Diduga alami Kekerasan Seksual, Wanita dengan keterbatasan mental di Banyumas Laporkan Tetangga ke Polisi
BANYUMAS-Mediaistana.com
Seorang wanita dengan keterbelakangan mental, berinisial ADA (24), anak pasangan DRYT VS SPRYN, warga RT.003 RW.006, Desa Cindaga, Kecamatan Kebasen, Kabupaten Banyumas, diduga telah menjadi korban tindak pidana kekerasan seksual, yang dilakukan oleh
SR (sekitar 70 tahun), yang merupakan tetangganya, sehingga berujung dengan dilakukanya Laporan Pengaduan oleh ibu kandung korban kepada aparat Penegak Hukum.
Laporanya tersebut dilakukan secara tertulis dan diterima oleh Kepolisian Resort Kota Banyumas pada Selasa, 19 Maret 2025.
Dalam uraian singkat kejadian yang tercatat di Surat Tanda Penerimaan Laporan Pengaduan, peristiwa dugaan kekerasan seksual tersebut terjadi pada hari Minggu, 16 Maret 2025, sekitar pukul 13.00 WIB, dengan tempat kejadian perkara di dalam rumah TLS, warga RT.001 RW.008, Desa Cindaga, Kebasen.
Menurut keterangan pelapor, mencuatnya perkara ini, dipicu akibat Pelapor yang merasa tidak terima, pasca mendapat informasi dari TLS yang mendatangi rumahnya dan memberitahu bahwa ketika ASA bermain di rumahnya bersama cucunya (LILU), dipaksa untuk memegang alat kelamin Terlapor.
Selain itu, terduga pelaku juga memaksa memegang vagina, meremas payudara, serta mencium bibir korban, menyusul adanya ancaman agar jangan sampai memberitahukan kejadian itu kepada siapapun yang membuat korban merasa ketakutan.
Menindaklanjuti laporan tersebut, Polresta Banyumas melalui Surat Pemberitahuan Perkembangan Hasil Penyelidikan (SP2HP), Nomor : SP2HP/615/IV/RES.1.24/Satreskrim Polresta Banyumas, tertanggal 03 April 2025, memberitahukan kepada pelapor bahwa perkara tersebut telah diterima dan akan dilakukan penyelidikan.
SP2HP tersebut juga menerangkan jika dalam penanganan perkara tersebut, Polresta Banyumas telah menunjuk IPTU SIGIT HARMOKO, S.H. sebagai penyidik/Kanit VI dan BRIPKA DEDI KURNIAWAN, S.H. sebagai penyidik pembantu untuk menangani perkara ini.

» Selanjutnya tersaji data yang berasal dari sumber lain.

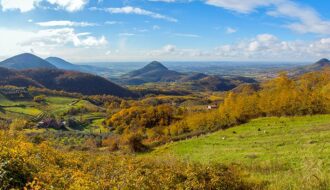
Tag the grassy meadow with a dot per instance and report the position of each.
(284, 153)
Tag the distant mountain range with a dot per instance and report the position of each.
(26, 61)
(153, 72)
(157, 72)
(63, 64)
(29, 70)
(317, 66)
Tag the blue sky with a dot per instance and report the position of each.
(166, 30)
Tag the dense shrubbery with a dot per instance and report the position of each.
(23, 164)
(139, 118)
(282, 96)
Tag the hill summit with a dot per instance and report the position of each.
(323, 62)
(155, 65)
(153, 72)
(26, 61)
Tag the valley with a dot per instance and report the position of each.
(239, 131)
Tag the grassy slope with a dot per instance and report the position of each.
(290, 153)
(54, 106)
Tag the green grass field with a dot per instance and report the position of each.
(54, 105)
(287, 153)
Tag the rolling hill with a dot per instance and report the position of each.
(72, 81)
(275, 150)
(26, 61)
(63, 64)
(14, 78)
(317, 66)
(153, 72)
(69, 81)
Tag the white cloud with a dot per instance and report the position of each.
(137, 11)
(230, 30)
(62, 37)
(186, 35)
(267, 46)
(156, 27)
(304, 18)
(166, 1)
(246, 6)
(56, 23)
(28, 5)
(21, 5)
(69, 5)
(113, 22)
(126, 34)
(178, 53)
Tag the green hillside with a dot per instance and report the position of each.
(286, 153)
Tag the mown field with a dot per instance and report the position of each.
(53, 106)
(285, 153)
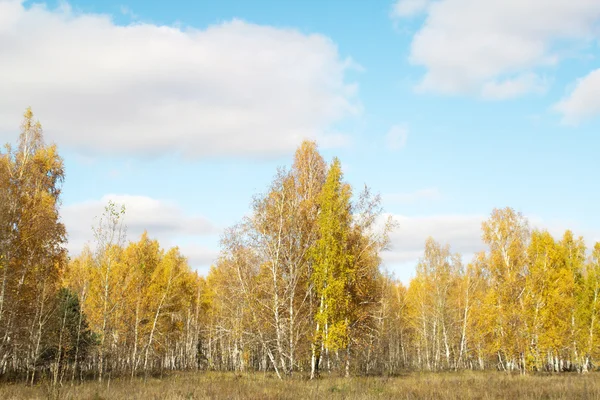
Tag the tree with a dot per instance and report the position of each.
(332, 267)
(32, 256)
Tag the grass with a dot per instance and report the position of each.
(213, 385)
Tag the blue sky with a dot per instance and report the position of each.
(184, 110)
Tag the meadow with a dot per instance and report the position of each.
(220, 385)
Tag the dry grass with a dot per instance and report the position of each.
(466, 385)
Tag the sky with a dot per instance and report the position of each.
(183, 111)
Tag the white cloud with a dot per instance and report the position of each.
(583, 101)
(234, 88)
(494, 48)
(461, 232)
(396, 137)
(412, 197)
(163, 219)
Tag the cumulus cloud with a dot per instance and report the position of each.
(163, 219)
(461, 232)
(234, 88)
(412, 197)
(583, 101)
(495, 48)
(396, 137)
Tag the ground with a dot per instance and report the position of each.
(213, 385)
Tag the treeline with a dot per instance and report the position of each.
(298, 288)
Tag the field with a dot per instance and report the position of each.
(466, 385)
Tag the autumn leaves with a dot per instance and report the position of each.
(297, 288)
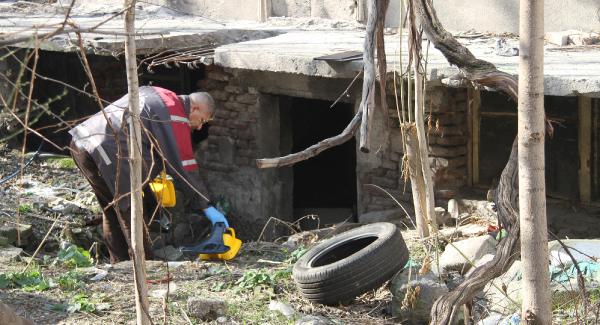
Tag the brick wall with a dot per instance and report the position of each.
(246, 127)
(448, 139)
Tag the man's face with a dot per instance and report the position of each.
(199, 115)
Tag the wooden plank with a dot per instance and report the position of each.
(264, 10)
(585, 148)
(361, 8)
(469, 138)
(596, 150)
(474, 99)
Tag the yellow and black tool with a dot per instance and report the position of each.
(220, 245)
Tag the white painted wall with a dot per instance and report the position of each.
(503, 15)
(456, 15)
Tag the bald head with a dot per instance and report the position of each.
(199, 98)
(202, 109)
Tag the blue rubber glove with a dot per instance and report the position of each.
(215, 216)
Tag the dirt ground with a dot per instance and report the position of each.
(51, 191)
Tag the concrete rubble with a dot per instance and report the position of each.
(459, 255)
(415, 308)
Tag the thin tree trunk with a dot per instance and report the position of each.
(427, 188)
(369, 77)
(135, 169)
(416, 178)
(532, 189)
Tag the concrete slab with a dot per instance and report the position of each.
(568, 70)
(280, 45)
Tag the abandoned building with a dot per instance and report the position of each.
(278, 92)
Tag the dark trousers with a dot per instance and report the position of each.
(115, 222)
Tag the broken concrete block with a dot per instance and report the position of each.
(10, 232)
(453, 257)
(484, 259)
(419, 303)
(10, 253)
(285, 309)
(453, 209)
(441, 216)
(206, 308)
(558, 38)
(381, 216)
(3, 241)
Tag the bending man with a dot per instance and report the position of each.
(99, 149)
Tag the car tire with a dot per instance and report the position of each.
(351, 263)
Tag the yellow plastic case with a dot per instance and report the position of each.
(164, 190)
(229, 240)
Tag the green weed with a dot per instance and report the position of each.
(74, 256)
(25, 208)
(261, 278)
(78, 303)
(64, 163)
(27, 281)
(70, 281)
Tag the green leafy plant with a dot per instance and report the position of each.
(74, 256)
(296, 254)
(78, 303)
(25, 208)
(253, 279)
(64, 163)
(70, 281)
(28, 281)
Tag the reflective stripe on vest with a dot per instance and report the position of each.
(181, 119)
(180, 125)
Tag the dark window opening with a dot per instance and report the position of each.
(326, 184)
(595, 158)
(499, 129)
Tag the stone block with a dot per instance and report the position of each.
(418, 309)
(10, 232)
(234, 89)
(234, 106)
(441, 216)
(218, 75)
(247, 99)
(219, 95)
(474, 248)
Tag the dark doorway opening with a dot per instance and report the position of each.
(326, 184)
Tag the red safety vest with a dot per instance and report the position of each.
(181, 128)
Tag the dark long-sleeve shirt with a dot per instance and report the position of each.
(105, 136)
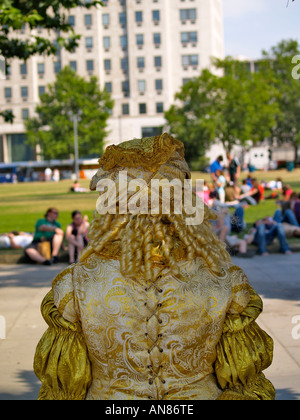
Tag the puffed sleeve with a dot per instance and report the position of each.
(61, 360)
(244, 350)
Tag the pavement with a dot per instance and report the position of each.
(22, 287)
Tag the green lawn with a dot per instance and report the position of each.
(22, 204)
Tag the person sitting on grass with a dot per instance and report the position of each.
(15, 240)
(265, 231)
(46, 230)
(76, 235)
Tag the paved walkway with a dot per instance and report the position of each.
(22, 288)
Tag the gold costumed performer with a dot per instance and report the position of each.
(155, 309)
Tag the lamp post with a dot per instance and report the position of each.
(75, 117)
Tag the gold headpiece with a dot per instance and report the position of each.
(160, 157)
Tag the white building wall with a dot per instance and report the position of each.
(208, 25)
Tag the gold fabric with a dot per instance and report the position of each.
(187, 337)
(183, 334)
(160, 157)
(61, 361)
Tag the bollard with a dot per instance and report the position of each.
(2, 328)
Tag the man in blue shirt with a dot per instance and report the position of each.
(216, 166)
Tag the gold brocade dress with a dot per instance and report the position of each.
(193, 337)
(150, 333)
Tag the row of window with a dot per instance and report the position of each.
(125, 110)
(187, 60)
(185, 14)
(158, 86)
(143, 108)
(24, 91)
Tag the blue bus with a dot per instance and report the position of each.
(8, 174)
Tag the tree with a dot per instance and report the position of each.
(52, 128)
(277, 67)
(234, 108)
(47, 14)
(190, 119)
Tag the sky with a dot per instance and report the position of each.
(251, 26)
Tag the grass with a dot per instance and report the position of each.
(22, 204)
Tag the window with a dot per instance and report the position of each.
(105, 19)
(157, 61)
(8, 70)
(71, 20)
(108, 87)
(89, 42)
(106, 42)
(7, 93)
(126, 87)
(123, 18)
(125, 109)
(124, 64)
(186, 80)
(23, 69)
(188, 14)
(194, 60)
(151, 131)
(159, 107)
(140, 39)
(42, 90)
(24, 91)
(73, 65)
(141, 62)
(107, 65)
(41, 68)
(25, 113)
(90, 65)
(139, 17)
(88, 20)
(190, 60)
(143, 108)
(159, 84)
(141, 86)
(189, 37)
(57, 67)
(156, 15)
(123, 41)
(157, 39)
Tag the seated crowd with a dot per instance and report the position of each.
(44, 245)
(225, 193)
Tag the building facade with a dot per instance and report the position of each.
(142, 51)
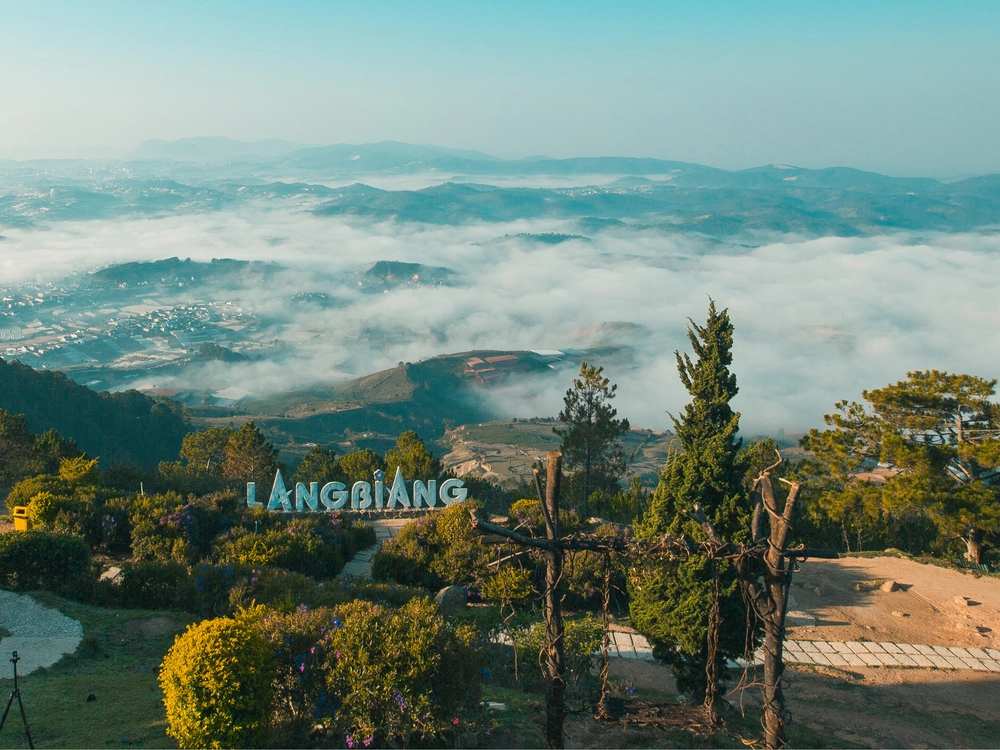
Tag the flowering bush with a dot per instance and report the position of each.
(371, 675)
(581, 638)
(218, 685)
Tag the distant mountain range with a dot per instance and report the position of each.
(600, 193)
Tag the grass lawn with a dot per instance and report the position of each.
(118, 662)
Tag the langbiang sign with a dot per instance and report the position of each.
(362, 495)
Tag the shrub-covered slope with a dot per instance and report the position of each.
(119, 428)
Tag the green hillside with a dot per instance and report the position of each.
(428, 397)
(119, 428)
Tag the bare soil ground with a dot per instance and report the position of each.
(843, 600)
(862, 707)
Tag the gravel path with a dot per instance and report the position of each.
(629, 645)
(41, 636)
(361, 563)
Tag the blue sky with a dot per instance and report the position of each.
(899, 87)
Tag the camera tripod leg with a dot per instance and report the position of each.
(24, 719)
(7, 710)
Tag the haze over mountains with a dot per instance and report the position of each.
(837, 279)
(445, 186)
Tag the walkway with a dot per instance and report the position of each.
(628, 645)
(361, 563)
(39, 634)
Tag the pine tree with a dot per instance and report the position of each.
(671, 601)
(591, 439)
(249, 457)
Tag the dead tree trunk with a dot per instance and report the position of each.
(602, 708)
(555, 699)
(777, 578)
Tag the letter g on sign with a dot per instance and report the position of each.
(453, 491)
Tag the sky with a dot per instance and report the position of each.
(903, 88)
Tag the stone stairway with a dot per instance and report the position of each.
(361, 563)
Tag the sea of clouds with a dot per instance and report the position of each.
(816, 320)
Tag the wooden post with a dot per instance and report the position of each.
(776, 581)
(602, 708)
(555, 704)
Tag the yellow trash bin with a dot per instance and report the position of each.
(20, 518)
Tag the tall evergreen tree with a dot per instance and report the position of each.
(249, 457)
(671, 601)
(592, 435)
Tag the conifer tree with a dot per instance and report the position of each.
(671, 601)
(591, 438)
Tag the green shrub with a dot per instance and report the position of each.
(435, 551)
(44, 560)
(218, 682)
(280, 589)
(581, 638)
(169, 527)
(150, 584)
(399, 676)
(300, 687)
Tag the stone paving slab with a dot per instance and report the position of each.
(868, 653)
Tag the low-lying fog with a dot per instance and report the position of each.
(816, 320)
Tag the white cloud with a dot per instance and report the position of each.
(816, 320)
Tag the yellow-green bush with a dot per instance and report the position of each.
(399, 676)
(218, 681)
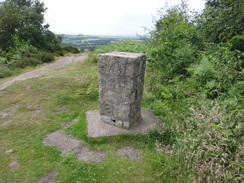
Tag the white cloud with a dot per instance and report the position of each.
(104, 17)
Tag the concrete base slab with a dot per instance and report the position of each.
(98, 129)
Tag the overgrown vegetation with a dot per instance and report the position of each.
(194, 84)
(25, 40)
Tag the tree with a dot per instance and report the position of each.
(25, 19)
(222, 20)
(174, 41)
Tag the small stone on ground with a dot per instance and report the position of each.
(11, 151)
(63, 141)
(14, 164)
(5, 122)
(129, 152)
(48, 178)
(98, 129)
(67, 143)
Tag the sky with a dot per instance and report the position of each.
(106, 17)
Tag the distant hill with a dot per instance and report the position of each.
(83, 42)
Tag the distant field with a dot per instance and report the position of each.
(83, 42)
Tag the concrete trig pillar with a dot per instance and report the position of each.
(121, 80)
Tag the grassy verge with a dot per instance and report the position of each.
(38, 106)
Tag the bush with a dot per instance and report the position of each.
(71, 49)
(4, 71)
(60, 53)
(45, 57)
(26, 61)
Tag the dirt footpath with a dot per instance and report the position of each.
(63, 61)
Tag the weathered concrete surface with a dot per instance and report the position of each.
(98, 129)
(121, 79)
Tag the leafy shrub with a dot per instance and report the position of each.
(92, 57)
(4, 71)
(71, 49)
(60, 53)
(45, 57)
(26, 61)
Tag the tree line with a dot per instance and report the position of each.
(194, 84)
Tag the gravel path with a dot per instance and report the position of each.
(61, 62)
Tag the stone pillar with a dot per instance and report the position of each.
(121, 79)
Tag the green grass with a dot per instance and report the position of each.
(42, 105)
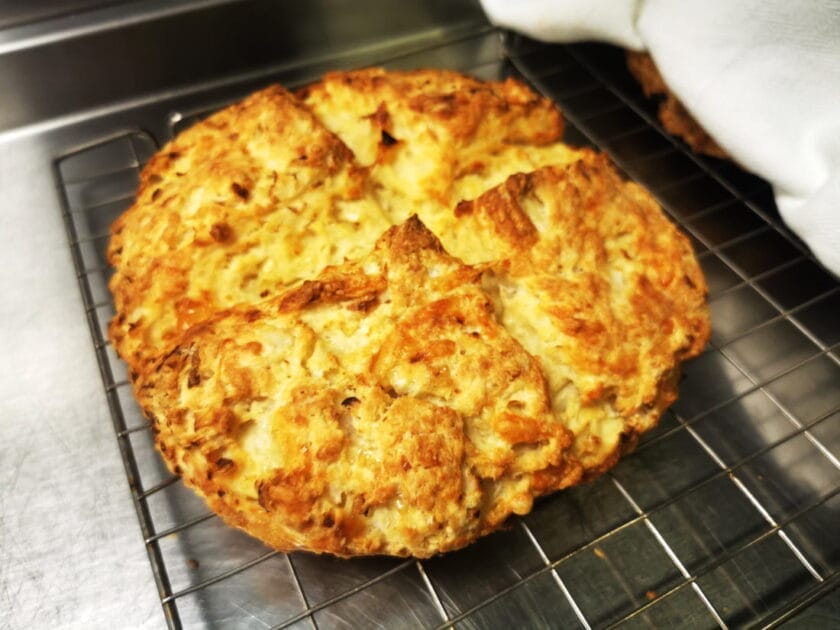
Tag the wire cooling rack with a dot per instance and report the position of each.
(726, 515)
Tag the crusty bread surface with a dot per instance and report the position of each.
(383, 314)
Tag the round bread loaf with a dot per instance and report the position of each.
(384, 314)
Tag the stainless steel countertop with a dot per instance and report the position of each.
(725, 504)
(71, 553)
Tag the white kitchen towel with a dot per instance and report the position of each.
(761, 76)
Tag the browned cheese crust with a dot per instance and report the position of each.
(672, 113)
(332, 383)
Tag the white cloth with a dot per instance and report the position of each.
(761, 76)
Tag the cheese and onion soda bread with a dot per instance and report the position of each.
(383, 314)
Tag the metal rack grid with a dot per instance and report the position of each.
(724, 516)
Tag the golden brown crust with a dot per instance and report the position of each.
(672, 113)
(413, 438)
(329, 382)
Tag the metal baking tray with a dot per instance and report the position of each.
(725, 516)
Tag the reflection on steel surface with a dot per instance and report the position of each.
(723, 517)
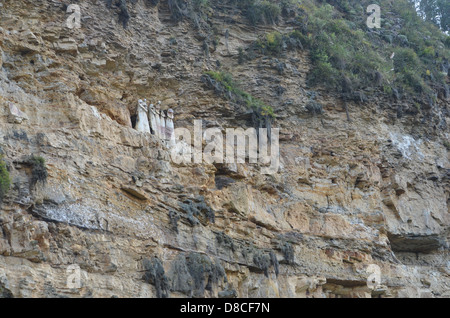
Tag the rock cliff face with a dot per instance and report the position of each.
(373, 190)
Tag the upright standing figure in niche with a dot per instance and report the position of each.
(170, 129)
(152, 118)
(163, 125)
(158, 120)
(142, 118)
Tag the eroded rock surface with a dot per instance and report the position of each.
(349, 194)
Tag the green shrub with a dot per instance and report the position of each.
(240, 96)
(405, 59)
(5, 181)
(260, 12)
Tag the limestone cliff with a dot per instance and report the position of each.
(372, 190)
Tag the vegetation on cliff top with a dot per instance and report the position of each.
(407, 57)
(232, 88)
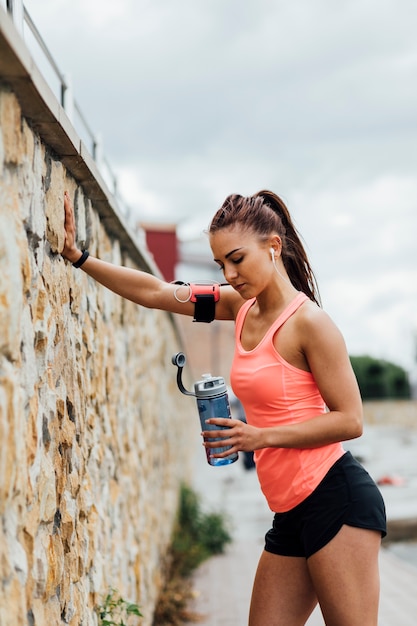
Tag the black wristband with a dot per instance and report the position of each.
(82, 259)
(204, 308)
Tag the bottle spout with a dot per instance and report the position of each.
(179, 360)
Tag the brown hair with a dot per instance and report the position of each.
(265, 213)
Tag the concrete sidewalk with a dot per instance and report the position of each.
(223, 584)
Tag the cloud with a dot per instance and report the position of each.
(315, 100)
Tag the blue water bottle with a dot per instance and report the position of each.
(212, 401)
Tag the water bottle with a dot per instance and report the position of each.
(212, 401)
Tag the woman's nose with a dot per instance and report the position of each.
(229, 272)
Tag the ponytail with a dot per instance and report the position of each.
(265, 213)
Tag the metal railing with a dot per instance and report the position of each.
(63, 91)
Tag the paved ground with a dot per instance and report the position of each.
(223, 584)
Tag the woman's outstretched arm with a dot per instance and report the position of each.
(135, 285)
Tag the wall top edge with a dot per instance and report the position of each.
(48, 118)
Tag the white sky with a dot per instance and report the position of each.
(314, 99)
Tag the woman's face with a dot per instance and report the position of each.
(244, 259)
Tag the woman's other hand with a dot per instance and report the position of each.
(70, 250)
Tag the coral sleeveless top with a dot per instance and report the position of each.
(275, 393)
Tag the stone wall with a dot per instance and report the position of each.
(91, 423)
(391, 413)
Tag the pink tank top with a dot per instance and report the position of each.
(273, 392)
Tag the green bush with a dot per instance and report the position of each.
(379, 379)
(197, 536)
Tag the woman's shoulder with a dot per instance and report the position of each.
(313, 322)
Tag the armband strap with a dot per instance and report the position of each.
(205, 297)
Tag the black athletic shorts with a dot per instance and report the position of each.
(346, 495)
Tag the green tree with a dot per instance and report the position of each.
(380, 379)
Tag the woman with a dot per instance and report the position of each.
(292, 373)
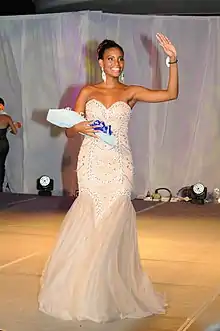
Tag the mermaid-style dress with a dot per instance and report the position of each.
(94, 272)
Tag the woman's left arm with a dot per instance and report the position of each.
(139, 93)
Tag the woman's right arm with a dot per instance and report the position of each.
(83, 127)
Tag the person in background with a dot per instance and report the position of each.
(6, 124)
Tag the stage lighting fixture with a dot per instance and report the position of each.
(195, 193)
(198, 193)
(45, 185)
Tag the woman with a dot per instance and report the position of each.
(6, 124)
(94, 272)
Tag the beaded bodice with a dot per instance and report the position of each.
(117, 115)
(104, 171)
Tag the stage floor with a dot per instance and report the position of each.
(179, 248)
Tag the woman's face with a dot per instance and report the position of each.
(113, 62)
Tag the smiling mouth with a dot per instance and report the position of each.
(116, 70)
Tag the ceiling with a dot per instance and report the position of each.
(143, 7)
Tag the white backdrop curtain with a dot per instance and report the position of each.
(46, 59)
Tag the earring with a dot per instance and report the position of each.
(122, 77)
(103, 75)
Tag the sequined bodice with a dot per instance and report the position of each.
(106, 172)
(117, 115)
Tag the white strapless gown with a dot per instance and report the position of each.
(94, 272)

Untuk itu, tatkala Pelapor membutuhkan keterangan atau informasi berkaitan dengan Perkembangan Penyelidikan perkara tersebut, dapat menghubungi keduanya atau bertemu langsung di Kantor Unit VI Satreskrim Polresta Banyumas.
Melaluhi SP2HP itu juga ditegaskan bahwa Penyelidikan dilakukan berdasarkan sejumlah rujukan, termasuk Undang-Undang Nomor 8 Tahun 1981 tentang Hukum Acara Pidana (KUHAP) dan Undang-Undang Nomor 2 Tahun 2002 tentang Kepolisian Negara Republik Indonesia, Laporan Pengaduan Tertulis a/n DRYT, tanggal 19 maret 2024 dan Laporan Informasi Nomor : R/LI/589/IV/RES.1.24/2025/Satreskrim/Polresta Banyumas/Polda Jawa Tengah, tanggal 03 April 2025, serta Surat Perintah Penyelidikan Nomor : SP.Lidik/827/IV/RES.1.24/2025/Satreskrim Polresta Banyumas, tanggal 03 april 2025.
Atas peristiwa tersebut, publik berharap agar pihak kepolisian memberikan perhatian serius dengan terus mendalami kasus dugaan kekerasan seksual terhadap perempuan dengan keterbatasan mental ini dan sekaligus memastikan bahwa proses hukum berjalan secara Normatif, terutama dalam konteks perlindungan terhadap korban, sebagaimana diatur dalam Undang-Undang Nomor 12 Tahun 2022 tentang Tindak Pidana Kekerasan Seksual (UU TPKS)
Namun karena sampai sekarang perkara tersebut belum ada perkembangan, sehingga beragam prediksi minor publik mengemuka ditengah penantian atas perkembangan dan ujung penyelesaian perkara.
Menanggapi hal tersebut, tatkala dikonfirmasi dikediamanya, DRYT yang didampingi SPRYT (suami) berikut anaknya (korban), menegaskan jika dirinya meyakini, meski terlambat, namun kebenaran dan keadilan pasti akan muncul (jumat, 24/10/2025).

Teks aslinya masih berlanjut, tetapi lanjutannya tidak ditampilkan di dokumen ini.